Republicans argue that Latinos share the same worries as other Nevadans in their struggling economy, which has the nation’s highest unemployment rate, and will side with them on pocketbook issues.
“You’ve got many Democrats who believe they can win the Hispanic vote only on immigration,” said Ryan Erwin, a veteran GOP strategist in the state and a Romney advisor. “That is a mistake.”
At times, the Senate race in Nevada can seem like a one-sided affair, with Berkley engaged in a very visual campaign for early votes — she rallied with the actress Eva Longoria one day and attended three church services on a Sunday morning with Rep. John Lewis (D-Ga.), the civil rights icon.

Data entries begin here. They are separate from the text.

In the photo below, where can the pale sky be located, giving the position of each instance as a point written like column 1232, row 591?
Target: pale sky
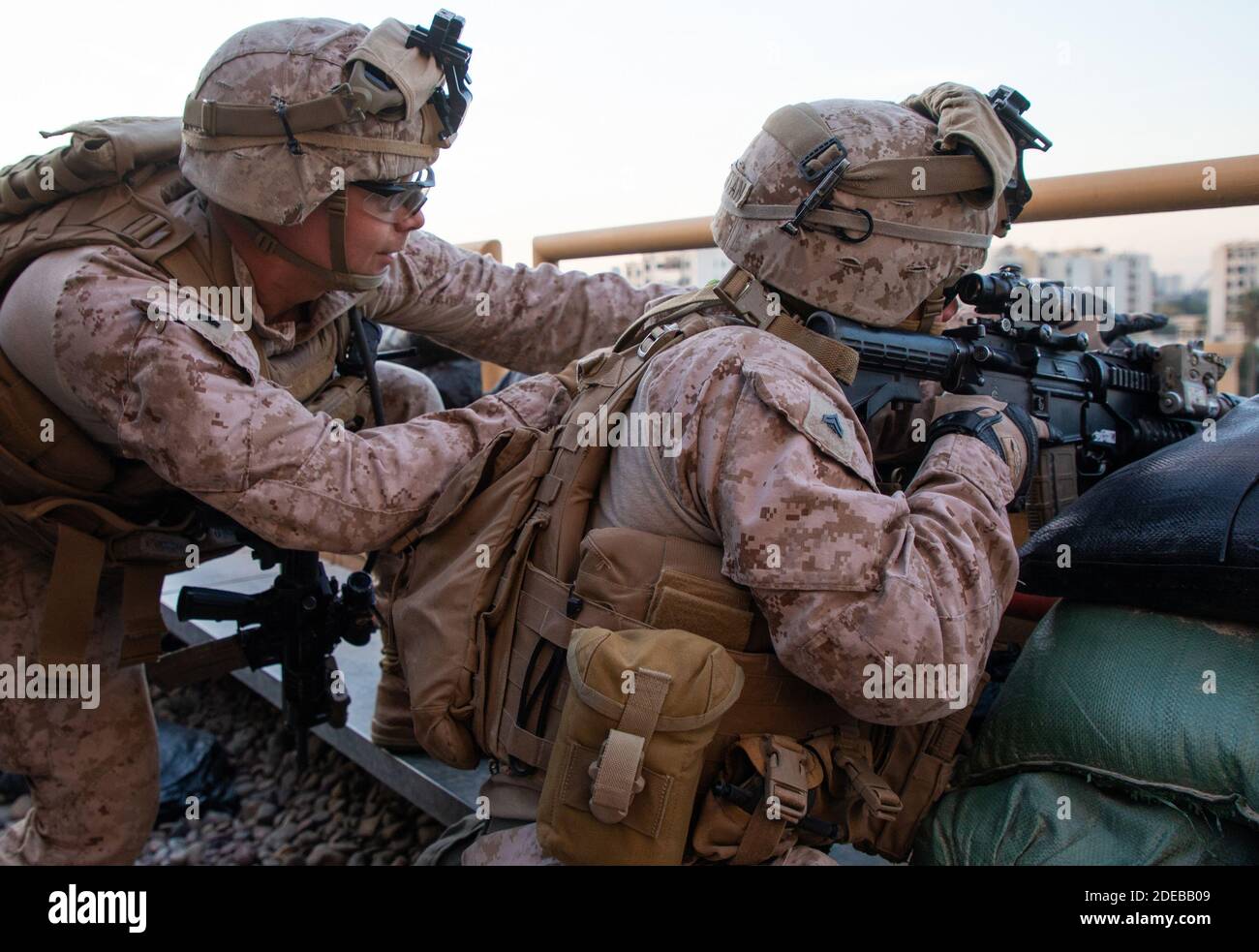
column 604, row 113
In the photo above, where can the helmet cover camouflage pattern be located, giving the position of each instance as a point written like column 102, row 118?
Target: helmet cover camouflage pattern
column 877, row 281
column 296, row 61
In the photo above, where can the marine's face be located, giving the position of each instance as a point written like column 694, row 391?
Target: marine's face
column 372, row 241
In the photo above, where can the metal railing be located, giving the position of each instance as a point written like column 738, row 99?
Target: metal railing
column 1180, row 187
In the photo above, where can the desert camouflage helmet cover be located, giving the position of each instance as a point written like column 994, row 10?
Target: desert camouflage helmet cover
column 854, row 206
column 286, row 113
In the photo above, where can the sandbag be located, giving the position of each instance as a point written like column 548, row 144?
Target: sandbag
column 1021, row 821
column 1163, row 705
column 1178, row 531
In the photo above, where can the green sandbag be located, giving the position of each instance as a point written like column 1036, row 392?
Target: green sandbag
column 1016, row 822
column 1117, row 694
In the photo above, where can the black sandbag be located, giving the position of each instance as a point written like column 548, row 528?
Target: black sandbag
column 193, row 763
column 1175, row 532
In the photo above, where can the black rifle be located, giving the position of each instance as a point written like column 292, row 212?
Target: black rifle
column 1104, row 408
column 296, row 624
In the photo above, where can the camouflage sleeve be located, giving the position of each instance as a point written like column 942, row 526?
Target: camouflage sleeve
column 200, row 415
column 525, row 319
column 773, row 458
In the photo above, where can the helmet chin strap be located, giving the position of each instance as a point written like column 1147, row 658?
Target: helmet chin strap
column 339, row 276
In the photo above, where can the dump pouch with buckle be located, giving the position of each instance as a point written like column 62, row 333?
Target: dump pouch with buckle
column 642, row 707
column 766, row 787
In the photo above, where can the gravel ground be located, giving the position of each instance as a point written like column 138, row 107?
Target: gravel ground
column 332, row 814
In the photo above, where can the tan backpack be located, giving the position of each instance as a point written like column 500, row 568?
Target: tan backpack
column 503, row 579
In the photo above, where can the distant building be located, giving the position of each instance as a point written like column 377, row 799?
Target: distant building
column 1027, row 259
column 1234, row 272
column 1169, row 286
column 688, row 268
column 1127, row 273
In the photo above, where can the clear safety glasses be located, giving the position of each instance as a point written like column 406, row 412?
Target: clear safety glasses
column 397, row 200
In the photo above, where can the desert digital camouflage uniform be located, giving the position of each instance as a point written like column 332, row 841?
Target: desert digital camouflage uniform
column 196, row 408
column 772, row 464
column 844, row 575
column 206, row 422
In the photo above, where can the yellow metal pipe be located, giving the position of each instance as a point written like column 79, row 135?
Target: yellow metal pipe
column 1210, row 183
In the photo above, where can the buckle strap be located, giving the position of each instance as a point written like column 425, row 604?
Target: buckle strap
column 787, row 777
column 854, row 755
column 743, row 293
column 617, row 774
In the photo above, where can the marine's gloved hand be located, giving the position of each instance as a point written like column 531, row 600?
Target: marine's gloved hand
column 1007, row 430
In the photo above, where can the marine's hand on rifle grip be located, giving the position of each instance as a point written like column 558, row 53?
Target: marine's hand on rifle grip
column 1014, row 433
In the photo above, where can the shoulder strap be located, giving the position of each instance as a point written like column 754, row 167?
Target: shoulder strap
column 607, row 385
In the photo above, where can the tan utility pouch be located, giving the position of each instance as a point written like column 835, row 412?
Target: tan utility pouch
column 642, row 707
column 766, row 787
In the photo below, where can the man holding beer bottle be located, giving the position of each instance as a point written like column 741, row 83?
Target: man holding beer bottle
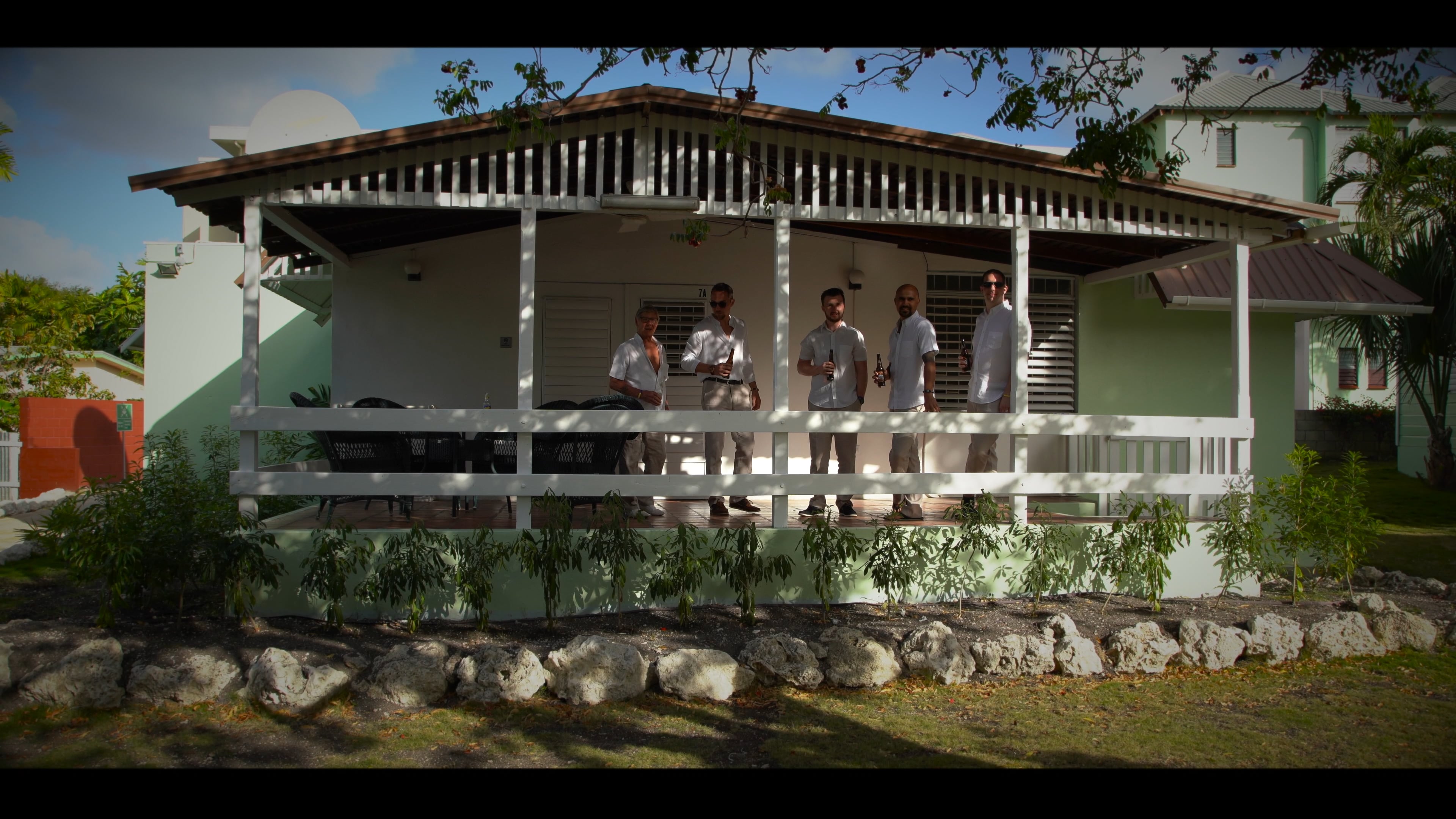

The daughter of a hotel waiter who earned her way through college and law school as a cocktail waitress and Keno runner, Berkley’s penchant for hot pink makes her a fashionista fixture of Sin City, even if her New York accent belies her family roots. She doles out custom-made “Berkley for Senate” lip balm on the campaign trail.
As a cosponsor in Congress of the Dream Act, which would allow young illegal immigrants a path to citizenship if they attend college or join the military, Berkley’s voting record stands in contrast to Heller’s; he opposed the bill when he was in the House.
“I just want to keep Shelley Berkley on,” said Miriam Servin, a mother of three who works for the school district. “She supports the Hispanics — she supports the Dream Act — and that’s something big.”
But in the rural mining and ranching communities of northern Nevada, where towns announce themselves with Western fonts, Heller appeals to those who see themselves as distinct from their southern neighbors.
“She’s like a fish out of water when she comes up here,” said Kristen Evans, a native of Fallon who runs the Top Gun car wash with her husband and welcomed Texas Gov. Rick Perry for a campaign stop in support of Republicans last week.
Heller’s low-key campaign and TV-ready looks have carried him far in an election cycle that, in another state, might require a more grueling output.
Strategists believe Heller’s early ads on Spanish-language television have helped him maintain a stronger lead among Latinos than Romney. One ad includes Heller’s wife, Lynne, speaking in halting Spanish; another shows Heller strolling alongside the state’s popular Latino governor, Republican Brian Sandoval.
On the first day of early voting, Heller was knocking on doors in his northern Nevada stronghold. The son of an auto mechanic who inherited his father’s interest in stock car racing, Heller aims to win every rural county to make up for any losses in Las Vegas.